Software Supply Chain Security
In software development, “supply chain” refers to any code, binaries, any other components that go into or affect your software at any stage of development. These dependencies are frequently open source, and too often, they’re implemented without being thoroughly vetted, so there is a huge potential for an unnoticed vulnerability to be introduced. These kinds of vulnerabilities, even if they’re not intentional or malicious, are becoming common attack vectors, so you need to address them early in the development process. The most effective way to do so is with automated software supply chain scanning, like with an SAST (static application security testing) tool.

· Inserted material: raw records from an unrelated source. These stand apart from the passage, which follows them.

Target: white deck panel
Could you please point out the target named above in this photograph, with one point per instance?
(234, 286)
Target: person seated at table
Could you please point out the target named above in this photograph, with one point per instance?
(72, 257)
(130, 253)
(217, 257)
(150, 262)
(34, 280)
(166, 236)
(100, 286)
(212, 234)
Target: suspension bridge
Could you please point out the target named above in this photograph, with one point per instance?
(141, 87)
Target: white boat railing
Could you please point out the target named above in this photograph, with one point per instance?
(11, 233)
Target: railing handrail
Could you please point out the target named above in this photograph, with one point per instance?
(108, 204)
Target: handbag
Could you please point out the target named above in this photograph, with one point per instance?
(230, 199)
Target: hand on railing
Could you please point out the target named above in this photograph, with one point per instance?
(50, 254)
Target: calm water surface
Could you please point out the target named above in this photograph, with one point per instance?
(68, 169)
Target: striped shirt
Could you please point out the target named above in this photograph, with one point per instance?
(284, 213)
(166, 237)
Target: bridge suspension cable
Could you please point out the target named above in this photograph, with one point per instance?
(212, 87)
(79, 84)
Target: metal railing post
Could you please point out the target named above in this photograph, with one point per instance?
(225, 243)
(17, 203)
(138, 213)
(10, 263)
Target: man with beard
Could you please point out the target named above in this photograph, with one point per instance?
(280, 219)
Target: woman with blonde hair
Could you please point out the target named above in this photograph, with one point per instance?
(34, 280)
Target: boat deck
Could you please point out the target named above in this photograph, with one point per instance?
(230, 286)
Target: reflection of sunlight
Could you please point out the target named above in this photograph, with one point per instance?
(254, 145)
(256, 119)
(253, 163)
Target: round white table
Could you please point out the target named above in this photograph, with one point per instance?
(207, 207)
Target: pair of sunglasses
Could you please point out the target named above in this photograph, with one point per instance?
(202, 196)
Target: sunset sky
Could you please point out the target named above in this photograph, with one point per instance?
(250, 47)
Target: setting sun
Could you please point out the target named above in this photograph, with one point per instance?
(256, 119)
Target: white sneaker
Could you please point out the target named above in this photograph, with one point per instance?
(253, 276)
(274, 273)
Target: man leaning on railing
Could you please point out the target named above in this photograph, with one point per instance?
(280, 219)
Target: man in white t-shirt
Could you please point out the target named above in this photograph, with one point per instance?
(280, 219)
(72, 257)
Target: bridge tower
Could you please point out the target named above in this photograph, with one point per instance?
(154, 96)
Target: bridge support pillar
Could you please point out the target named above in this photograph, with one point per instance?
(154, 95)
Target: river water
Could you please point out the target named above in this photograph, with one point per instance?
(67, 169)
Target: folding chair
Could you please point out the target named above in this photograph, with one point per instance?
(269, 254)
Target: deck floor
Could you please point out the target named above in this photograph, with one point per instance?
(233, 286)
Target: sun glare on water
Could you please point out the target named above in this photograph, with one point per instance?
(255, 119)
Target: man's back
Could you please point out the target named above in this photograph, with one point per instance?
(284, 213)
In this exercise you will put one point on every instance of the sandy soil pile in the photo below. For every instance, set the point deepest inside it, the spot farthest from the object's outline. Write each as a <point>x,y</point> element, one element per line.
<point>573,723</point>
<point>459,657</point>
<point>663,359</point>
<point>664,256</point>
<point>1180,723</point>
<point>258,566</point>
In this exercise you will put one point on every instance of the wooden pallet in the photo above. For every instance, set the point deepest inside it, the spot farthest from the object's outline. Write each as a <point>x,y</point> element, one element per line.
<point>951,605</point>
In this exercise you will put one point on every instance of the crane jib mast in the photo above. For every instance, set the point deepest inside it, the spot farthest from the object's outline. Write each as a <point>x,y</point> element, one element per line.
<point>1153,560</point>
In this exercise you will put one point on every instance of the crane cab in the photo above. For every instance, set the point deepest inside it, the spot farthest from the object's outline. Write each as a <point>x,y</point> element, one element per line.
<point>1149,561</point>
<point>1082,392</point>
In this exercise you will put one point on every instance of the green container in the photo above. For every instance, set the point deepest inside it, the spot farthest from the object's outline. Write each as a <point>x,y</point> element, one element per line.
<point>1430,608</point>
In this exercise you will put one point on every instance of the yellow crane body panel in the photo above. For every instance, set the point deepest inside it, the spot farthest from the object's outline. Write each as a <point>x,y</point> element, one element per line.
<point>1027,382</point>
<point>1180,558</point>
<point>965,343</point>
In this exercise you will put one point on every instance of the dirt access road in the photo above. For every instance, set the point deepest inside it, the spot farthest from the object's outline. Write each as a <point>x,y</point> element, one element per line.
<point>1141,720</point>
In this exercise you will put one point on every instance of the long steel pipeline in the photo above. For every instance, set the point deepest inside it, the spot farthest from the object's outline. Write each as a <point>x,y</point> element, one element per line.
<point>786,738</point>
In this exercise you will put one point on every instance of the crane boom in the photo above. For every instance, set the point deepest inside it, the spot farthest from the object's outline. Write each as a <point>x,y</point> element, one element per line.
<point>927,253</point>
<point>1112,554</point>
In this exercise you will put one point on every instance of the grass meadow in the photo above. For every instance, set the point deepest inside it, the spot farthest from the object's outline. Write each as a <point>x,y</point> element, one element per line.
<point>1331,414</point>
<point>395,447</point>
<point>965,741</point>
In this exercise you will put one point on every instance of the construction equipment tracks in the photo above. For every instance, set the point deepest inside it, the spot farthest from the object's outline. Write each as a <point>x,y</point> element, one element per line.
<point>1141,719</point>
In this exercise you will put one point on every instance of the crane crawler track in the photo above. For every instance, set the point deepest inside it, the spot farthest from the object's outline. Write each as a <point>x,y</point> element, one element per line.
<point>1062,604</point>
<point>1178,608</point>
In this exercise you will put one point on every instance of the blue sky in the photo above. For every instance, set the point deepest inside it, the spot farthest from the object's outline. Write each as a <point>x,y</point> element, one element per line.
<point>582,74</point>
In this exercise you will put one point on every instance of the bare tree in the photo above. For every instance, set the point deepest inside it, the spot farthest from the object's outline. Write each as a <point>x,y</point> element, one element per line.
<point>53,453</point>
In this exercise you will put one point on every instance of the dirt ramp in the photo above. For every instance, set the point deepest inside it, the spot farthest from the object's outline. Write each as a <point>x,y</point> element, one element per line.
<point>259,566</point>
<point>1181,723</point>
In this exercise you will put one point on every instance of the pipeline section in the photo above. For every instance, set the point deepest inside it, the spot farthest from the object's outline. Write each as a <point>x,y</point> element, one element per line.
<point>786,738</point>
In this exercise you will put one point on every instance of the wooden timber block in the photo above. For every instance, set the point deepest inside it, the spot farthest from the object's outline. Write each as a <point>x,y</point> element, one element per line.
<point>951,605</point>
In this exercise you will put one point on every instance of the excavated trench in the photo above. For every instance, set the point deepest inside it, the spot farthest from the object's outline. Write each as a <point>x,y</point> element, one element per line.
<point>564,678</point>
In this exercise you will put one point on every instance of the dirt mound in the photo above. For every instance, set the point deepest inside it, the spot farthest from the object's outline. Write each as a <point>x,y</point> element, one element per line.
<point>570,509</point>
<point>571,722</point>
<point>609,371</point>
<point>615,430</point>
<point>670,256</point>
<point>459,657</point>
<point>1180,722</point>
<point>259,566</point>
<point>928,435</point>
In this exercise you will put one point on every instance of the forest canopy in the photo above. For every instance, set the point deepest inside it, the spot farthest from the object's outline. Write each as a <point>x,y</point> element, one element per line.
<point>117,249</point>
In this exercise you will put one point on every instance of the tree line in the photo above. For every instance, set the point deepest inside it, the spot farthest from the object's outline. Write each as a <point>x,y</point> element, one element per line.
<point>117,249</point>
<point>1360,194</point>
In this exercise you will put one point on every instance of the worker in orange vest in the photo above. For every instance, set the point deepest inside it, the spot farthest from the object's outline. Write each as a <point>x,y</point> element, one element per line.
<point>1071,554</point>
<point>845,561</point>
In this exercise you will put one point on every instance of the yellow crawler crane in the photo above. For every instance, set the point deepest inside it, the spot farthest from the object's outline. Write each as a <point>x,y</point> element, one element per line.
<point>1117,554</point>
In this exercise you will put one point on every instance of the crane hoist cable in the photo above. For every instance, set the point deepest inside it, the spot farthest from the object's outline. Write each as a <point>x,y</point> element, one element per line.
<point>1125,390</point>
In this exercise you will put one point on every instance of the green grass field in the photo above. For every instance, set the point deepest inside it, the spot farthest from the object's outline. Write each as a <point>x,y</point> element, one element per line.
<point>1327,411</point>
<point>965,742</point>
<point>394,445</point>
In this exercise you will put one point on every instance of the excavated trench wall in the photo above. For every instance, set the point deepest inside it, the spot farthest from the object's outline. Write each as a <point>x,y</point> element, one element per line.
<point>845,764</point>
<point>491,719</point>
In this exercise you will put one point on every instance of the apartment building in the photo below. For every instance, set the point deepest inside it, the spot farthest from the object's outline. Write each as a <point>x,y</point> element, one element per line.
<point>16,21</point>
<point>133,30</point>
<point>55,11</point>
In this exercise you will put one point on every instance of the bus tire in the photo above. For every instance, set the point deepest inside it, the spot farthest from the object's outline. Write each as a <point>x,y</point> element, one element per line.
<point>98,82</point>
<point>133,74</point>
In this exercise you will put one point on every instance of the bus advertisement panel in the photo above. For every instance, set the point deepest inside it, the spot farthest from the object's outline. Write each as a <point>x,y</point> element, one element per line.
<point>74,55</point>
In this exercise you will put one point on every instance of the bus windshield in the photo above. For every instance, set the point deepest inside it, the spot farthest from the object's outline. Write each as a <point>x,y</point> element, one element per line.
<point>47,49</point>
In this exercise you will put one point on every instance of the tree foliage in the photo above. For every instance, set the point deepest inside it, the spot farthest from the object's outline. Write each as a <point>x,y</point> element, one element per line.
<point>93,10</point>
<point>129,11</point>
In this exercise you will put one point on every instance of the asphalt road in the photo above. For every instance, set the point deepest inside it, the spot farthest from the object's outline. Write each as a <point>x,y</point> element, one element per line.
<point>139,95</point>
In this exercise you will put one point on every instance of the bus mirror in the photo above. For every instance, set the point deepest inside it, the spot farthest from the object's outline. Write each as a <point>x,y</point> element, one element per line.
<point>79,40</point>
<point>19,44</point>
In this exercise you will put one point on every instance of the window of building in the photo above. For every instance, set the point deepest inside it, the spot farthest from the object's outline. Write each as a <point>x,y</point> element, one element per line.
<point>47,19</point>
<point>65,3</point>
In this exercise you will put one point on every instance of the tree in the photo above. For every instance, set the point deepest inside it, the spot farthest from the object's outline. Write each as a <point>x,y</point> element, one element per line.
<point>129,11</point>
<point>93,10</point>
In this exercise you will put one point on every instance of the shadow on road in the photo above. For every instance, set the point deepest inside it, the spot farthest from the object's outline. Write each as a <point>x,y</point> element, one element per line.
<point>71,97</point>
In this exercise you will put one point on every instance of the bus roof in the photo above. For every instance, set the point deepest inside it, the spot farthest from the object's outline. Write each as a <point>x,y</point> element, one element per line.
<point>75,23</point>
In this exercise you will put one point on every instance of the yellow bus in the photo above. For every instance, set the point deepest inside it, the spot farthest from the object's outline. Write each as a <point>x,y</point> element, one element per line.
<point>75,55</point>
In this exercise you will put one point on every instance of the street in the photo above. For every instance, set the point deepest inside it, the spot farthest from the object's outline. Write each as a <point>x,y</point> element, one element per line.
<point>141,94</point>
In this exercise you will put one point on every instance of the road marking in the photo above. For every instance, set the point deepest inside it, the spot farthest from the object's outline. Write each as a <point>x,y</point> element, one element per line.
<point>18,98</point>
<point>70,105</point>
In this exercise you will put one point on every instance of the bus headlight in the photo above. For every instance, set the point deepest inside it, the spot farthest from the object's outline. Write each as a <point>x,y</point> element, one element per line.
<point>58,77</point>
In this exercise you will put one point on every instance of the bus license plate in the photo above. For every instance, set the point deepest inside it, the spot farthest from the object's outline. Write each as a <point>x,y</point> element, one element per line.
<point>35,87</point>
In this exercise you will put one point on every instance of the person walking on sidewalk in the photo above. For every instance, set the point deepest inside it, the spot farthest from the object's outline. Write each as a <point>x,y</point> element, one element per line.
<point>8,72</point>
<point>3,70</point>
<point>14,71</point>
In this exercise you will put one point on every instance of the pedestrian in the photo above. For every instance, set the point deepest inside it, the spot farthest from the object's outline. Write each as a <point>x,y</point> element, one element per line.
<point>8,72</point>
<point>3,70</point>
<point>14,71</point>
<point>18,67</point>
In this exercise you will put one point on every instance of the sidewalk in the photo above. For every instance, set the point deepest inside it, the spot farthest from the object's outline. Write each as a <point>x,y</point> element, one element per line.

One of the biggest threats to your data security is human error. You need to ensure your staff is trained on the proper procedures for accessing, storing, and changing sensitive data, especially if your data is subject to regulations like HIPAA or PCI. You should also educate your users on how to spot phishing attempts and other social engineering tactics, so they don’t inadvertently expose your sensitive data to malicious actors.
Fostering a Secure and Collaborative Culture
All of the technology in the world won’t protect your organization’s important data if you haven’t fostered a culture of trust and security among your people. Most security vulnerabilities occur because of human-level error, so you must approach security as an issue beyond your endpoints and infrastructure. Robust security policies and access control lists, plus comprehensive security awareness training for your staff, will go a long way toward preventing breaches.
It’s crucial to find a balance between security and trust. If your organization views its staff as potential security threats and not as valuable team members, you’ll create a toxic environment that can damage your company faster than any security breach. Instead, you need to treat operational security as a collaborative goal that your whole business is working towards together.